Responding to Bilawal’s arguments on inflation and economic growth, Azhar said: “I looked at the data to see why he [Bilawal] was so hurt talking about 4pc economic growth. Turns out that in their [PPP’s] five years of governance, there was not a single year where they achieved 4 percent growth.”

“Some people were only getting stipends [from BISP] due to their affiliation with the PPP,” Azhar said, adding that the chairperson of the said programme had recently been declared a proclaimed offender.

The minister said Bilawal had contradicted his own claims. “He said that poverty and unemployment has increased, but didn’t give any figures. Then he cited an institution and said that according to them, poverty rates have fallen in three provinces.”

“[Bilawal] said that the price of petrol has been increased. In my opinion, such statements are made by those who have achieved nothing in their life […] right now Pakistan has the world’s lowest oil prices,” according to the minister.

Azhar then turned his attention towards Sindh, where the PPP has been ruling since 2008.

“Bilawal asked us how we are able to visit our constituencies. But we are not the ones with rising dog bite cases or an HIV/AIDS outbreak,” the minister said, in an apparent reference to the situation in Larkana, which is reeling from an HIV outbreak, and from where Bilawal has been elected to the NA.

Azhar said some people in the opposition say that despite corruption, there is also progressive work being done. “If corruption had anything to do with development, Sindh would have progressed beyond California.”

If someone wants to see the destruction that corruption brings, then go and look at the state of Sindh, the minister said. “You will see how corrupt rulers ruin the lives and the futures of people. Sindh is a living example of this.”

Recounting his government’s achievements, Azhar said the first two years of the PTI government were spent on stabilising the economy, while the focus now was on growth. The minister said foreign exchange reserves were the highest they had been in six years while the current account deficit was in surplus.

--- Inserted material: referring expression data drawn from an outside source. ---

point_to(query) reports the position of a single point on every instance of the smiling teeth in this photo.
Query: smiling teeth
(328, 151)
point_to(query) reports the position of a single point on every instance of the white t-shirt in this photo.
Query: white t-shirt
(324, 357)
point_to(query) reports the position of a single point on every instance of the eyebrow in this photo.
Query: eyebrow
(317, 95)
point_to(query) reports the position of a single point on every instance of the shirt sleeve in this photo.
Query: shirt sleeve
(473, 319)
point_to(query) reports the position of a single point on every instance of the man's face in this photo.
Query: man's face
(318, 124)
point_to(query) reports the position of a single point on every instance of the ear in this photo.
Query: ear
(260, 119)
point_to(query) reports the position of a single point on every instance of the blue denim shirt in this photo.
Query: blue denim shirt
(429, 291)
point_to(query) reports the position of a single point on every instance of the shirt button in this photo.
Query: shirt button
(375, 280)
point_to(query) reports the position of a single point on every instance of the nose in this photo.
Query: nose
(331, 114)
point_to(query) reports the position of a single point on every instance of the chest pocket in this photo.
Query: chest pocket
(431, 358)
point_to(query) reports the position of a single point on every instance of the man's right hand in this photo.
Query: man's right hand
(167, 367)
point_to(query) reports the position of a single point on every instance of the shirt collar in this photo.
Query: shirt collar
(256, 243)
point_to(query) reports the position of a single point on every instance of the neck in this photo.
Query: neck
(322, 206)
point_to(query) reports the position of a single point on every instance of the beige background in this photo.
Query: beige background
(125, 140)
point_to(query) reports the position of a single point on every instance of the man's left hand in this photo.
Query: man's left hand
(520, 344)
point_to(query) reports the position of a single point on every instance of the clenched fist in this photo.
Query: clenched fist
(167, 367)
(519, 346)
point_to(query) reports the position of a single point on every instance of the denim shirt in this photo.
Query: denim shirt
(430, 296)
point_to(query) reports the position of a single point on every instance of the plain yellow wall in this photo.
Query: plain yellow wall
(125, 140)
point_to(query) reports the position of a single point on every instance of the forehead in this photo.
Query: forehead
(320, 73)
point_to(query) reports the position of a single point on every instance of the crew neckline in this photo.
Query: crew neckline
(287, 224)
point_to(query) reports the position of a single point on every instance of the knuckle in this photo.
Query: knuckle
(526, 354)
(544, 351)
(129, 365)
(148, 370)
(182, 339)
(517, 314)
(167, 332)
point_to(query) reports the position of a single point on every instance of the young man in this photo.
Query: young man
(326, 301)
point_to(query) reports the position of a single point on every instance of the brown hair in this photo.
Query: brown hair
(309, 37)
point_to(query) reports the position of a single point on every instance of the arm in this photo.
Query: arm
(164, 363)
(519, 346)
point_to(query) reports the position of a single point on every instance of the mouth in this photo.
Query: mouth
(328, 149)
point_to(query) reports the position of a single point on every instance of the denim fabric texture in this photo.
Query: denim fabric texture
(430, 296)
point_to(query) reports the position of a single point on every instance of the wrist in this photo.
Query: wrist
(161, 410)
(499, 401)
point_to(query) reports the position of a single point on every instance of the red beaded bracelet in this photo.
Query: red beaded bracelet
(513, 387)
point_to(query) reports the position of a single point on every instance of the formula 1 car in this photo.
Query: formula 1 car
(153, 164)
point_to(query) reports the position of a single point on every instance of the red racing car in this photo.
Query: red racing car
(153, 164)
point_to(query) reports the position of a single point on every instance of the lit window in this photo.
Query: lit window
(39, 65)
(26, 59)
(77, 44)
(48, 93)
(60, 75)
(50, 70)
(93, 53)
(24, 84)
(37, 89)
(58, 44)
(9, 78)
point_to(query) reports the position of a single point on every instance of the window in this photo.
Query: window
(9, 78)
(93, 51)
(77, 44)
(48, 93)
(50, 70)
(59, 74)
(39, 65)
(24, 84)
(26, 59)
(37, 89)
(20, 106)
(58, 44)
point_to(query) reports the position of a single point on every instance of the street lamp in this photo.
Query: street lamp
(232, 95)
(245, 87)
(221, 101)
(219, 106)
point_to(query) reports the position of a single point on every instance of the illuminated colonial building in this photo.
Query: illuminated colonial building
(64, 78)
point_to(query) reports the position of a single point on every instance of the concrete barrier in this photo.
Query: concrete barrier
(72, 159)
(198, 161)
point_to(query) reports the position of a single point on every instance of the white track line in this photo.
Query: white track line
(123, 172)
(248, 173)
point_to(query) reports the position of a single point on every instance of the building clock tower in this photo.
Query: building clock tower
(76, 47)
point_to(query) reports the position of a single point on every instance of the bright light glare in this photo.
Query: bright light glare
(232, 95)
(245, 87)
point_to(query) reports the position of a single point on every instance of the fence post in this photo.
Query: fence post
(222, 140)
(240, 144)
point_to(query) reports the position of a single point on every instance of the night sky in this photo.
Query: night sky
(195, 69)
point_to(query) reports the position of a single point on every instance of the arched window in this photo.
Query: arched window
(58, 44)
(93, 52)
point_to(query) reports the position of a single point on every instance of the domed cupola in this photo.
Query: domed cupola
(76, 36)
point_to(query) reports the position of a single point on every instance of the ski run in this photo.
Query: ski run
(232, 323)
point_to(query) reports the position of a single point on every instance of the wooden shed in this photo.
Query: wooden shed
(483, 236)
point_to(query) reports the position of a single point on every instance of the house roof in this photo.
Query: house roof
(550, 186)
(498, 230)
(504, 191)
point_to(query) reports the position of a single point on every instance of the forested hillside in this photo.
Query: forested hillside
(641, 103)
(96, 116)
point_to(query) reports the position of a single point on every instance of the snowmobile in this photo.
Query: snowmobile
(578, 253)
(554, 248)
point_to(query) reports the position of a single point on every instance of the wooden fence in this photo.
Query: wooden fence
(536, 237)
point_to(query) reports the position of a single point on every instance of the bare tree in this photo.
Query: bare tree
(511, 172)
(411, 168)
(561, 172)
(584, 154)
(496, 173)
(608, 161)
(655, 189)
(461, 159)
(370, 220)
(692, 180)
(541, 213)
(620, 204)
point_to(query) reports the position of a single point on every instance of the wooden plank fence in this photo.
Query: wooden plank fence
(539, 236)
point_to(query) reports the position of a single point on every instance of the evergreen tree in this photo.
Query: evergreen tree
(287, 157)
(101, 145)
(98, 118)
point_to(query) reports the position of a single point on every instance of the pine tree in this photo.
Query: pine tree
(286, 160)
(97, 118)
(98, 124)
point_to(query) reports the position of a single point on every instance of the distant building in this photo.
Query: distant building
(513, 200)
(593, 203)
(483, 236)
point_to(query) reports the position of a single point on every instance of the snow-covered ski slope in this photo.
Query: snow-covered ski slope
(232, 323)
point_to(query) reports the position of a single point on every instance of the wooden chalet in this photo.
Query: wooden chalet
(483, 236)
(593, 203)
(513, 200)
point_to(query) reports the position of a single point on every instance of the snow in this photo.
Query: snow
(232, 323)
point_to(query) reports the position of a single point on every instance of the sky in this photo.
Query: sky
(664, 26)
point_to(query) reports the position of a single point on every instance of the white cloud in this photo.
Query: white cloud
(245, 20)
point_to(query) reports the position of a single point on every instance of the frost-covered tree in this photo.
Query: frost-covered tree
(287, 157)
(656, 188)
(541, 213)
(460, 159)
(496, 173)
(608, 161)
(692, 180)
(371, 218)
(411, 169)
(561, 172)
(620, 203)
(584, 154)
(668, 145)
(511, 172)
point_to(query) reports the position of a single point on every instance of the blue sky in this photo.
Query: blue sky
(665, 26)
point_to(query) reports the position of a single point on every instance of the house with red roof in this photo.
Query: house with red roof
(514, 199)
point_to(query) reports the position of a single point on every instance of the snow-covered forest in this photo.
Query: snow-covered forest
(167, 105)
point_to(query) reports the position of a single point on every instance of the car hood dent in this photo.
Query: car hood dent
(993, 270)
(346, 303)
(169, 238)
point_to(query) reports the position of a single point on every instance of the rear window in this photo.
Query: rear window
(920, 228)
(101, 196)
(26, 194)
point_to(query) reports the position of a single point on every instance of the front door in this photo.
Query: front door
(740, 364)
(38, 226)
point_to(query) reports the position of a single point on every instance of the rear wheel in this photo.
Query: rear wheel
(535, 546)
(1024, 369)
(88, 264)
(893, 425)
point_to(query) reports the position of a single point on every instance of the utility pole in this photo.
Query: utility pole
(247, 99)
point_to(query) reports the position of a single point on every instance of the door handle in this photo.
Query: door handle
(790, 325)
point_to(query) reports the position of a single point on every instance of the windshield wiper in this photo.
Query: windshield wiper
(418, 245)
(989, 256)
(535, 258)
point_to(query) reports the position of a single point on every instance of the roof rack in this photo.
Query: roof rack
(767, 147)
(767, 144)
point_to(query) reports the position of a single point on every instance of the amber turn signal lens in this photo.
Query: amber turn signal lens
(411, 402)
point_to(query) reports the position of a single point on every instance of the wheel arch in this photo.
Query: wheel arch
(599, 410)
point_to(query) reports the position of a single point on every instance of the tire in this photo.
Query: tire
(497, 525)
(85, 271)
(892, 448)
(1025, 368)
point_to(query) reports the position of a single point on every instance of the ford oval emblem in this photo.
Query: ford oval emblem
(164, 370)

He added that the country had also witnessed bumper crops of wheat, sugarcane and maize, the direct benefit of which was going to the farmers.

He concluded by saying that the PTI was laying the foundation for “Riyasat-i-Madina” under the leadership of Prime Minister Imran Khan.

Earlier during the session, PPP Chairman Bilawal Bhutto-Zardari said that both the budget and the budget session of the PTI-led government are “illegal.” He added that it seems the government is playing the role of the opposition instead of running the country, Geo reported.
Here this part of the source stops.